Fur trader John Pynchon was instrumental in getting the original thirteen families from Ipswich to settle “Quaboag Plantation” in 1665. In 1669 Pynchon financed the building of a dam and gristmill on Sucker Brook, assuring the success of the Plantation. Account books kept by John Pynchon at Springfield offer a precise record of the mill’s construction. Before this mill and because of this isolated location, grain raised here had to be taken all the way to Springfield to be ground into flour or meal.
The Mill continued operation until both the Quaboag settlement and the mill were destroyed in August 1675 during King Philip’s war. A quote in “Quaboag Plantation alias Brookefield” by Dr. Louis E. Roy indicates “The remains of this millsite and the artifacts found there are probably the oldest relics in existence of Quaboag Plantation and of its most important mercantile structure.” Historical records show that John Ayres, William Prichard and Daniel Hovey built the millhouse. The dam to create the millpond was built by Rev. John Younglove, Nathaniel, Samuel and John Warner Jr., James Hovey, Judah Trumble, Samuel Kent and Thomas Parsons. The principal investors were Richard Coy, John Ayres and William Prichard. Both William Prichard and John Ayers served as millers until the mill was destroyed. Many of their descendants attended the 350th Celebration several years ago and supported conservation of this landmark.
Pynchon’s Grist Mill Preserve is entirely wooded beyond the pond and stream banks.
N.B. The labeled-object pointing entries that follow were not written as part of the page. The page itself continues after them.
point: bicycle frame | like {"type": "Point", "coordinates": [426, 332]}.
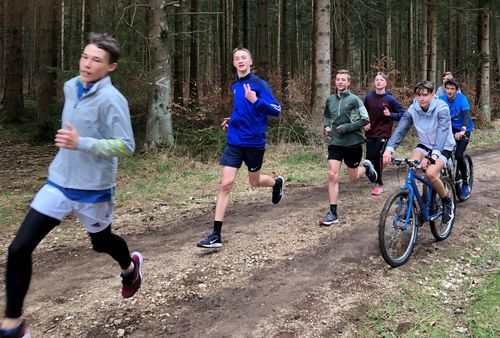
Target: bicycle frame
{"type": "Point", "coordinates": [411, 187]}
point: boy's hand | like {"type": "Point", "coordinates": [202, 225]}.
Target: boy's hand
{"type": "Point", "coordinates": [341, 129]}
{"type": "Point", "coordinates": [387, 157]}
{"type": "Point", "coordinates": [250, 95]}
{"type": "Point", "coordinates": [67, 139]}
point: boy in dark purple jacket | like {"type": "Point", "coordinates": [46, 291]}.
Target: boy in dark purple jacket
{"type": "Point", "coordinates": [383, 109]}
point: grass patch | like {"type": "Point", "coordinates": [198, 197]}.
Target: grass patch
{"type": "Point", "coordinates": [458, 297]}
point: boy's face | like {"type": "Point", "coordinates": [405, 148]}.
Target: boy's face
{"type": "Point", "coordinates": [94, 64]}
{"type": "Point", "coordinates": [451, 92]}
{"type": "Point", "coordinates": [242, 61]}
{"type": "Point", "coordinates": [424, 98]}
{"type": "Point", "coordinates": [380, 82]}
{"type": "Point", "coordinates": [446, 77]}
{"type": "Point", "coordinates": [342, 82]}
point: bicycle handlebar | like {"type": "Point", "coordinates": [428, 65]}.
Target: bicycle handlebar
{"type": "Point", "coordinates": [410, 162]}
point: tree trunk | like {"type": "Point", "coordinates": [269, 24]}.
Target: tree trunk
{"type": "Point", "coordinates": [179, 53]}
{"type": "Point", "coordinates": [223, 48]}
{"type": "Point", "coordinates": [13, 100]}
{"type": "Point", "coordinates": [262, 39]}
{"type": "Point", "coordinates": [284, 46]}
{"type": "Point", "coordinates": [424, 43]}
{"type": "Point", "coordinates": [47, 37]}
{"type": "Point", "coordinates": [193, 54]}
{"type": "Point", "coordinates": [321, 67]}
{"type": "Point", "coordinates": [484, 28]}
{"type": "Point", "coordinates": [159, 122]}
{"type": "Point", "coordinates": [411, 45]}
{"type": "Point", "coordinates": [388, 28]}
{"type": "Point", "coordinates": [2, 43]}
{"type": "Point", "coordinates": [337, 33]}
{"type": "Point", "coordinates": [432, 16]}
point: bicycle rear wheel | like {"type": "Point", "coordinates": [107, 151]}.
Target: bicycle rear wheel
{"type": "Point", "coordinates": [441, 230]}
{"type": "Point", "coordinates": [397, 231]}
{"type": "Point", "coordinates": [459, 181]}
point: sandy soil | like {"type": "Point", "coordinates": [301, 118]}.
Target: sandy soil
{"type": "Point", "coordinates": [279, 274]}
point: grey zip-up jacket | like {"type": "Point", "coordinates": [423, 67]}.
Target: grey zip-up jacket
{"type": "Point", "coordinates": [433, 127]}
{"type": "Point", "coordinates": [102, 119]}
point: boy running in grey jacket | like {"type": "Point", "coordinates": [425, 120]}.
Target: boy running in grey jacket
{"type": "Point", "coordinates": [431, 118]}
{"type": "Point", "coordinates": [96, 130]}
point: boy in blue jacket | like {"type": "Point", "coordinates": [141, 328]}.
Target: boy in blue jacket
{"type": "Point", "coordinates": [246, 139]}
{"type": "Point", "coordinates": [96, 130]}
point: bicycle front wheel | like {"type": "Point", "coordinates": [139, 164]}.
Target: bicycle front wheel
{"type": "Point", "coordinates": [441, 230]}
{"type": "Point", "coordinates": [397, 229]}
{"type": "Point", "coordinates": [470, 179]}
The woods are white pine and mixed hardwoods that slope steeply away from the brook on either side. Soils are well-drained, sandy loam left over from the glaciers. In addition to the Old Baypath Indian Trail, there are informal trails heavily used and damaged by all terrain vehicles. Initial stewardship practices will be focused on encouraging appropriate trail uses, rebuilding some trails and closing others. The principal dam site was breached long ago, but beavers have built a dam to keep water levels up. The recent rains have partially washed out the beaver dam so the water level is down a few feet. Eventually we expect the beavers to recolonize the area and rebuild the dam.
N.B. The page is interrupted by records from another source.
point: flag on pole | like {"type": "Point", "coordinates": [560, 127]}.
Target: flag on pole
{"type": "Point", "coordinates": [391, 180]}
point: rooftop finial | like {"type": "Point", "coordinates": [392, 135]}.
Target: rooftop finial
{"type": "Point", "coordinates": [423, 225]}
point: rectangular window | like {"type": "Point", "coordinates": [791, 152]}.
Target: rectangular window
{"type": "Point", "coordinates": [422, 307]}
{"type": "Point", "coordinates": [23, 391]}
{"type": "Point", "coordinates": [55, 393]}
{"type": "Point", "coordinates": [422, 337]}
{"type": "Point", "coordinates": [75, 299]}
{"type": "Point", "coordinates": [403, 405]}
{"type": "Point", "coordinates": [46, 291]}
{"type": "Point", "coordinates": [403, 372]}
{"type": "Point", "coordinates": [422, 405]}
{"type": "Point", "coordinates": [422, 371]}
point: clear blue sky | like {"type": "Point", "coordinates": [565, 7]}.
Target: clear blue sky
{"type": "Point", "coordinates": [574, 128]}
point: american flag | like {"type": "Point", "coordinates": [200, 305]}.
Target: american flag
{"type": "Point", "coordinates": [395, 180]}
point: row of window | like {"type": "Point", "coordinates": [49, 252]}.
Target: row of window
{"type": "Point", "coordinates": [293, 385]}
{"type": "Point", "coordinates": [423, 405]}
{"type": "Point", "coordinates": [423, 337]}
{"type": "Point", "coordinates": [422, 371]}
The East Quabbin Land Trust partnered with the West Brookfield Historical Commission and Conservation Commission to purchase this land. In addition to receiving a grant from the Commonwealth of Massachusetts’ Conservation Partnership grant program, the Historical Commission and a number of private individuals made financial contributions. Grant requests are still pending. Thank you to all who have supported this initiative to date. Additional funding is necessary to officially open the property with historical markers along a public walking trail that will include information about the history of the area and those involved in building and operating the mill.